- North American cover art
- Developer(s): Interplay Productions
- Publisher(s): Interplay Productions Hiro (Japan)
- Designer(s): Michael Quarles Brian Fargo Rebecca Ann Heineman
- Composer(s): George Alistair Sanger
- Platform(s): Game Boy
- Release: NA: 1991; EU: 1992; JP: 14 February 1992;
- Genre(s): Olympic sports
- Mode(s): Single-player, multiplayer

= Track Meet =

1991 video game

Track Meet, known in Japan as Track Meet: Mezase! Barcelona (トラックミート めざせ!バルセロナ), is a sports video game that was released for the original Game Boy. In Germany the game was released as Litti's Summer Sports (endorsed by Pierre Littbarski).

==Gameplay==

Pole vault is one of the events available.
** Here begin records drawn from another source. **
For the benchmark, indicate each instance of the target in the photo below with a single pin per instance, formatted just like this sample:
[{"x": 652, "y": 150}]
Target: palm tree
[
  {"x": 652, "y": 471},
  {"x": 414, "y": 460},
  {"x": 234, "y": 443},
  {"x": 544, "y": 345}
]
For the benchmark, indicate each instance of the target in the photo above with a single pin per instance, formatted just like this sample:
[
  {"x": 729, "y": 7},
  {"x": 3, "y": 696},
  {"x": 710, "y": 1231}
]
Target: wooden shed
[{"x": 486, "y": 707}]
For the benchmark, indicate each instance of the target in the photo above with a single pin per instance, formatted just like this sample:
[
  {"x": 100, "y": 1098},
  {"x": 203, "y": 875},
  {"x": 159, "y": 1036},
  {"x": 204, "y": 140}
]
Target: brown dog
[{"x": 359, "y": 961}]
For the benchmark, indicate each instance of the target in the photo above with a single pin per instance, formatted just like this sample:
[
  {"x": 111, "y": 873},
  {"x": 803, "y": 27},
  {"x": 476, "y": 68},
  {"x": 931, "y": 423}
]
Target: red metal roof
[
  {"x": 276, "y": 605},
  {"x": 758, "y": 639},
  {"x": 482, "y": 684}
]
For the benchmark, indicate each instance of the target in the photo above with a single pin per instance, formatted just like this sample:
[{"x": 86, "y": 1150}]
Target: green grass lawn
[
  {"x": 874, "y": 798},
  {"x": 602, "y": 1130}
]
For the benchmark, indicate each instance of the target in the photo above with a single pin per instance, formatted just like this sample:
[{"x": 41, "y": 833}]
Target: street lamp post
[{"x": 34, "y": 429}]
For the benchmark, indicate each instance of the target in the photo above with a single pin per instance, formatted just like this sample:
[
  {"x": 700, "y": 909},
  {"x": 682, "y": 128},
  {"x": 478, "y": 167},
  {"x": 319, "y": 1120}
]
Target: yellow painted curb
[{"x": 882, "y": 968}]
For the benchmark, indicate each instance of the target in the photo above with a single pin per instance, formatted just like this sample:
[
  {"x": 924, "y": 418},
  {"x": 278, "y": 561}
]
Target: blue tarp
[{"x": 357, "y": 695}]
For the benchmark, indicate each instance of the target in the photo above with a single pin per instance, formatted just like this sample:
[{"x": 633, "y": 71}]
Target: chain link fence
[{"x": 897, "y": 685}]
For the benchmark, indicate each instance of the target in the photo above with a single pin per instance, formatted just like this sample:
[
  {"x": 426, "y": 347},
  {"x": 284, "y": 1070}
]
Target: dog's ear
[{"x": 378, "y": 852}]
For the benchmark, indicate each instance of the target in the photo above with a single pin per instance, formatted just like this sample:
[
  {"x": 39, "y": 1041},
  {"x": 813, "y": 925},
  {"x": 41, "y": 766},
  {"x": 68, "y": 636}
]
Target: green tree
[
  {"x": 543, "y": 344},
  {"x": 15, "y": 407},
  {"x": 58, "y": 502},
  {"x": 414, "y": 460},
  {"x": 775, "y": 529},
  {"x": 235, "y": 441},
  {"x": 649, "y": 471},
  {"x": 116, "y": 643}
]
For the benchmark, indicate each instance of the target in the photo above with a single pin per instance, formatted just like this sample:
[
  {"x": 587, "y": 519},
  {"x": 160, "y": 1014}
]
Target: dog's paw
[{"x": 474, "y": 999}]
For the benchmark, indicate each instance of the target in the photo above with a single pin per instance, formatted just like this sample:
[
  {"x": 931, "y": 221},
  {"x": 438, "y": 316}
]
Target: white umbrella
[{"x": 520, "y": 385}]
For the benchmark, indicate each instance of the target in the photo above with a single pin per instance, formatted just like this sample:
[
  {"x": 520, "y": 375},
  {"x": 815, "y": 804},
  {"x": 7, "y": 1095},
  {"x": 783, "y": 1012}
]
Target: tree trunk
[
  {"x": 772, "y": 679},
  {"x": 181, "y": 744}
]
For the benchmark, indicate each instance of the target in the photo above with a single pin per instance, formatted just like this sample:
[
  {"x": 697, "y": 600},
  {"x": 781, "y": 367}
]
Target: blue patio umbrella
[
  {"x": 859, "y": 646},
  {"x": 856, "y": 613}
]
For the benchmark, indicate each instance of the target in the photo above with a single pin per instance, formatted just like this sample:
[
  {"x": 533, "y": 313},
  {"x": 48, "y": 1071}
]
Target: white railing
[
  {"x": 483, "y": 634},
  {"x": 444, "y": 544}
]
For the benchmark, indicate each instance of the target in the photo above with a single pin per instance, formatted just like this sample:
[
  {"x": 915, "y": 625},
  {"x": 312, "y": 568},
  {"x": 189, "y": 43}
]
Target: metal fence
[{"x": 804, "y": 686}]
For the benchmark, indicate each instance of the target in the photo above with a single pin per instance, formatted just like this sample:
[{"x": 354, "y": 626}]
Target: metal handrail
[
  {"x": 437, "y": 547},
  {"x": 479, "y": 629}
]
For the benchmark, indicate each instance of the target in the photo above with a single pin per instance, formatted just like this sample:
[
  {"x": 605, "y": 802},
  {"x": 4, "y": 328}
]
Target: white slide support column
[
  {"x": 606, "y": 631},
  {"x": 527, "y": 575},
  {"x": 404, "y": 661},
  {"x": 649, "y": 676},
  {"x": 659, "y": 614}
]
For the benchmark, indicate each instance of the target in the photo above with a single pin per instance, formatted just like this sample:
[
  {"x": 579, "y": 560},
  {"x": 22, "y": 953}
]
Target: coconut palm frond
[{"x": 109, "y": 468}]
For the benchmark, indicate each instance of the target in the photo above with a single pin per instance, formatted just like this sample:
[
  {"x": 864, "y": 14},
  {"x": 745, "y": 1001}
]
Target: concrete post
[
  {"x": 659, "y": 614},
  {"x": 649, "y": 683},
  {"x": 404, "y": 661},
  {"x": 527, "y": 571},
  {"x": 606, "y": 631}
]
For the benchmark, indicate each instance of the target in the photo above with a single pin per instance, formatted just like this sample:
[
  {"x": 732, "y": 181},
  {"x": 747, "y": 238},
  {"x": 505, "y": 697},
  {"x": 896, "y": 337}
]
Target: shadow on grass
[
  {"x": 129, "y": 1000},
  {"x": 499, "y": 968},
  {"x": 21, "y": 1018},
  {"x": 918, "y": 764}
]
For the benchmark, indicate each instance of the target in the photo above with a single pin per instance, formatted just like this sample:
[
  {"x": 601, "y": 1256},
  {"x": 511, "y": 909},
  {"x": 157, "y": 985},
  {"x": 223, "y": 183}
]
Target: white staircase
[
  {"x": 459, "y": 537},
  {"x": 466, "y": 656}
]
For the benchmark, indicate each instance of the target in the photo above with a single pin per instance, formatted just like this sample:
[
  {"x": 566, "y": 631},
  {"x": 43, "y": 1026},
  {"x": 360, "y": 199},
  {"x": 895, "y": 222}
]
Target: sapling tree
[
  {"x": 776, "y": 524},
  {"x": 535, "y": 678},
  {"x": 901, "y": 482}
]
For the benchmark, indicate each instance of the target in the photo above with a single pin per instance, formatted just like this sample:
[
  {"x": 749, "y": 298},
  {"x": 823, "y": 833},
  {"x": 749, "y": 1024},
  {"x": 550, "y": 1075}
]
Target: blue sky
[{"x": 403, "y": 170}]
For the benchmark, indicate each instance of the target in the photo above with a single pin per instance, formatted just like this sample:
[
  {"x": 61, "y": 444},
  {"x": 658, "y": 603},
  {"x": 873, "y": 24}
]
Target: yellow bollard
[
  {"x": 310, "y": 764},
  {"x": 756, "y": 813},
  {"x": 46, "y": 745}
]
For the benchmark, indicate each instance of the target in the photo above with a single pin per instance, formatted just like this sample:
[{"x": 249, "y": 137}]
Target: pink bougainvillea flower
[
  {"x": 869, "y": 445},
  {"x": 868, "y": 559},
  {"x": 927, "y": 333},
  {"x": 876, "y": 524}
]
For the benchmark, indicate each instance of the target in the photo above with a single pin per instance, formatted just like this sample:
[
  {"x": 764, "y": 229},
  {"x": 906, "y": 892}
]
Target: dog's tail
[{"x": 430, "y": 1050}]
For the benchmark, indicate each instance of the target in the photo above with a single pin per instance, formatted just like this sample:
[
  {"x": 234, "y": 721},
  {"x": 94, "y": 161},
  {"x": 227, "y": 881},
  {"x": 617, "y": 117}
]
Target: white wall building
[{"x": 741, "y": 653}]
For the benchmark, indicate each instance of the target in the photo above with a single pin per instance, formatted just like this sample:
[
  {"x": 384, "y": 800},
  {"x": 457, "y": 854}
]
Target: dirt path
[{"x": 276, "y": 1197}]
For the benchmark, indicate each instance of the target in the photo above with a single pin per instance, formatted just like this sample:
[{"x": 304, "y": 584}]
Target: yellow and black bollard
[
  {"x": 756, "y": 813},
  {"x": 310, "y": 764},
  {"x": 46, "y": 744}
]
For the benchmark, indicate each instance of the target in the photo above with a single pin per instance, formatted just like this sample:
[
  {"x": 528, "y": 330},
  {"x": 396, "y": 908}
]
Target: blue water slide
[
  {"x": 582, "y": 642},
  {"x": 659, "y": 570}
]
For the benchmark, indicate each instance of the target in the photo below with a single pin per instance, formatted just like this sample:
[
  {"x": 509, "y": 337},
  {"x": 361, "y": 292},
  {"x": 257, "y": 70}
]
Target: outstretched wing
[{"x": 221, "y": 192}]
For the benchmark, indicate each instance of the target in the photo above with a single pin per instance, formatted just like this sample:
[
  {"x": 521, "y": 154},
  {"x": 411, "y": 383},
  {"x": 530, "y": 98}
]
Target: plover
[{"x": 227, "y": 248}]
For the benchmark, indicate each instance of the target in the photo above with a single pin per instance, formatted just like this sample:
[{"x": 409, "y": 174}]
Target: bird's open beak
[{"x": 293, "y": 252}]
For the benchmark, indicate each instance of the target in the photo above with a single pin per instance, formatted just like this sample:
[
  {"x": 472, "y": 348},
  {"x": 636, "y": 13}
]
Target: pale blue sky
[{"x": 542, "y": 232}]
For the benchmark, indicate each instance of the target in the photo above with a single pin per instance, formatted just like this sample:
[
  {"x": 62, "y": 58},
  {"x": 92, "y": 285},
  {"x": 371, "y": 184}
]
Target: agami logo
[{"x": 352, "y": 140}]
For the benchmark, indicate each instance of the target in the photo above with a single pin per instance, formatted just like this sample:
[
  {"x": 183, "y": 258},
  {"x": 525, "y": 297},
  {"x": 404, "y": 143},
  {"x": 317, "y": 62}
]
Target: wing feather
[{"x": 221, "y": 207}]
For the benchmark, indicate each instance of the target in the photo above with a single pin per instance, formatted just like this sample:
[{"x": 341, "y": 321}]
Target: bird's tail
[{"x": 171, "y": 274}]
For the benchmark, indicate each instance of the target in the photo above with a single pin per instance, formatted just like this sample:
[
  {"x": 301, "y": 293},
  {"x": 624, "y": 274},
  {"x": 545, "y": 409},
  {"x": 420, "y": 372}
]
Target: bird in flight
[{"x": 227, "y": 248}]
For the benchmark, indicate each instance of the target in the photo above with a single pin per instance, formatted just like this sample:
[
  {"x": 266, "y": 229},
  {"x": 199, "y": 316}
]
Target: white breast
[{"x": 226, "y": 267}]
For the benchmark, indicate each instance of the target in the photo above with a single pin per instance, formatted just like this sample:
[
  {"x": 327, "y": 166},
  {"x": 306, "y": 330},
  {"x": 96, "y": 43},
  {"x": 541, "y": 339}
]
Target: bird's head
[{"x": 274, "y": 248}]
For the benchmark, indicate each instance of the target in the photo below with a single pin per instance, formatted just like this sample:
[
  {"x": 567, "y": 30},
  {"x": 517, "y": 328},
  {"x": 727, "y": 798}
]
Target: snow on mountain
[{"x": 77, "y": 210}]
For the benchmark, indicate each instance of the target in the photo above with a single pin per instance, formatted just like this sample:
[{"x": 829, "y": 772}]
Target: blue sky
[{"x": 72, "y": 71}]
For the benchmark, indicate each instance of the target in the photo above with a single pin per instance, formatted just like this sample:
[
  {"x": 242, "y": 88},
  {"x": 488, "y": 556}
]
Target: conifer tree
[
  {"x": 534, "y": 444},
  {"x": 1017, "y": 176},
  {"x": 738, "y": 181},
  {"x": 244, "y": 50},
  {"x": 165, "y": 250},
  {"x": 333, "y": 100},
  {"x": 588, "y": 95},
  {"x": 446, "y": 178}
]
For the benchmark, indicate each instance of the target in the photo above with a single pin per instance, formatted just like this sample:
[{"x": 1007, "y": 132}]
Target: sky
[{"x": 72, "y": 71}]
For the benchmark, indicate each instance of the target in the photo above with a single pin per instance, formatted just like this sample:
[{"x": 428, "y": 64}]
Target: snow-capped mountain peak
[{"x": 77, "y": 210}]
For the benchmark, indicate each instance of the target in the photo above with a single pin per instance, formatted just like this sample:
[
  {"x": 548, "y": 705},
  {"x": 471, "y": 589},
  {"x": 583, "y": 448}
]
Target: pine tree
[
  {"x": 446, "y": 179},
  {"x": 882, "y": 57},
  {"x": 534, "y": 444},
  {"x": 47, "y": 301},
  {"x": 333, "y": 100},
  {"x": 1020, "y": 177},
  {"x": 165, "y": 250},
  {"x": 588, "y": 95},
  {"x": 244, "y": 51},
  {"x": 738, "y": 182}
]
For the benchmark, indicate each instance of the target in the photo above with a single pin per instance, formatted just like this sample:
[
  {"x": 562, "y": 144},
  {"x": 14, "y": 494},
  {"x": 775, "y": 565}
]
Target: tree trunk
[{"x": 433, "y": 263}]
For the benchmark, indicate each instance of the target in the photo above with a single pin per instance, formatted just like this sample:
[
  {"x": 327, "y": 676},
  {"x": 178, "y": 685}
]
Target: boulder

The game offers seven different events in the spirit of the 1992 Summer Olympic Games in Barcelona, Spain. There are five different opponents to compete against in events like long jump, the 100-meter dash, and weightlifting. Each competitor has his own strengths and weaknesses that either help or hinder his performance on certain events. Once a competitor has more points than his opponents, he becomes the grand champion of the Summer Olympic Games.

==Reception==
The German video gaming magazine Power Play gave Track Meet an overall rating of 75 out of a possible 100 points.